What explains these similarities and differences? Walls suggests that there are two principles underlying Christian history: an Indigenizing Principle and a Pilgrim Principle. He says that “Church history has always been a battleground” for these two tendencies. By the “Indigenizing Principle” Walls means to say that every human being is conditioned by their historical and cultural context. Because of this, every expression of Christianity will be culturally contextual, it will be indigenized. On the other hand there is the “Pilgrim Principle.” This principle leads Christians to believe that “he has no abiding city and wars him that to be faithful to Christ will put him out of step with society… there will be rubs and frictions—not from the adoption of a new culture, but from the transformation of the mind towards that of Christ” (Walls 1996, 19).

There is a danger when Christians live out the Indigenizing Principle or the Pilgrim principle improperly. When Christians lean too heavily into the Indigenizing principle the gospel becomes a prisoner of culture. When they lean too heavily into the Pilgrim principle they lose their sense of responsibility for the culture in which God has placed them. When this happens then the gospel does not bring any transformation to society.

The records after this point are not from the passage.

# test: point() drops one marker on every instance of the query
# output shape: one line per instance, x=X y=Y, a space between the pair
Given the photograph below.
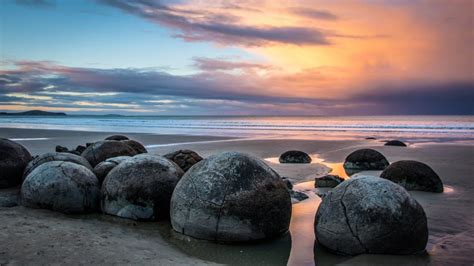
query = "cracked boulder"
x=140 y=188
x=61 y=186
x=55 y=156
x=295 y=157
x=231 y=197
x=13 y=160
x=369 y=214
x=364 y=160
x=103 y=150
x=184 y=158
x=413 y=175
x=102 y=169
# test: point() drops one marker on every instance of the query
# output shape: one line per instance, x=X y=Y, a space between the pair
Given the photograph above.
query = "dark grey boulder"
x=140 y=188
x=137 y=146
x=117 y=137
x=295 y=157
x=184 y=158
x=13 y=160
x=369 y=214
x=61 y=186
x=55 y=156
x=413 y=175
x=364 y=160
x=102 y=169
x=103 y=150
x=395 y=143
x=231 y=197
x=328 y=181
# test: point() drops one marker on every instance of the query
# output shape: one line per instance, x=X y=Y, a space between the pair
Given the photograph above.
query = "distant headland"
x=35 y=112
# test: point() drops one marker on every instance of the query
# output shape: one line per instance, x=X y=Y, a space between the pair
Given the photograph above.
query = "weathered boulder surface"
x=140 y=188
x=369 y=214
x=137 y=146
x=295 y=157
x=55 y=156
x=184 y=158
x=13 y=160
x=102 y=169
x=413 y=175
x=395 y=143
x=103 y=150
x=61 y=186
x=363 y=160
x=328 y=181
x=231 y=197
x=117 y=137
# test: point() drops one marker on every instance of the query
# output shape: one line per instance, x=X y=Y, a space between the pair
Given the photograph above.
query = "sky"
x=275 y=57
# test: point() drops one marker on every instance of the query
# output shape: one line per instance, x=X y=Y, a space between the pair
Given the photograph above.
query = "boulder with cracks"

To be honest I see many Christians in my American context leaning towards these divergent ends of the spectrum. Perhaps this extremism is a symptom of the kind of polarization that marks our culture, I don’t know though. Regardless of why Christians are currently leaning into each principle in such extreme ways, instead of finding the appropriate response that takes into account both of these principles, the fact is that the reputation of the gospel suffers and society suffers because of this.

Future Glory in Heaven and Future Justice on Earth

I planned this discussion forum for my “Orientation to Theological Studies Course” many months ago… but the topic is especially relevant this week.

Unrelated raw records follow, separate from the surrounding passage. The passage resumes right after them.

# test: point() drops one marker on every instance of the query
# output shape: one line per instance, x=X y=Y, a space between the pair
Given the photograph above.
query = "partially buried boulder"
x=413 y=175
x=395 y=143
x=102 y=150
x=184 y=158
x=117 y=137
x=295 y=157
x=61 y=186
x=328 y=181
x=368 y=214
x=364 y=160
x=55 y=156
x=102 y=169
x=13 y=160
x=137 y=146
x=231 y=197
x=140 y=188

One key aspect of Derek Hicks’s essay, “Eschatology in African American Theology” was the notion that for African American theologians “eschatology is woven together by thoughts of future glory in heaven and future justice on earth.” (250)  This idea is eloquently expressed by Martin Luther King Jr. when he said that, “It’s all right to talk about ‘long white robes over yonder,’ in all of its symbolism. But ultimately people want some suits and dresses and shoes to wear down here! Its alright to talk about ‘streets flowing with milk and honey,’ but God has commanded us to be concerned about the slums down here, and his children who can’t eat three square meals a day. It’s all right to talk about the new Jerusalem, but one day, God’s preacher must talk about the new New York, the new Atlanta, the new Philadelphia, the new Los Angeles, the new Memphis, Tennessee. This is what we have to do.” (247)

1) If you could categorize the eschatology expressed in Martin Luther King’s quote, how would you categorize it? Why? (I.e. consistent, realized, inaugurated?)

2) In conversation with the readings and videos, reflect upon, and defend your own understanding of the balance/tension between the already-not yet of the eschaton and how that impacts our call to ministry, service, and justice.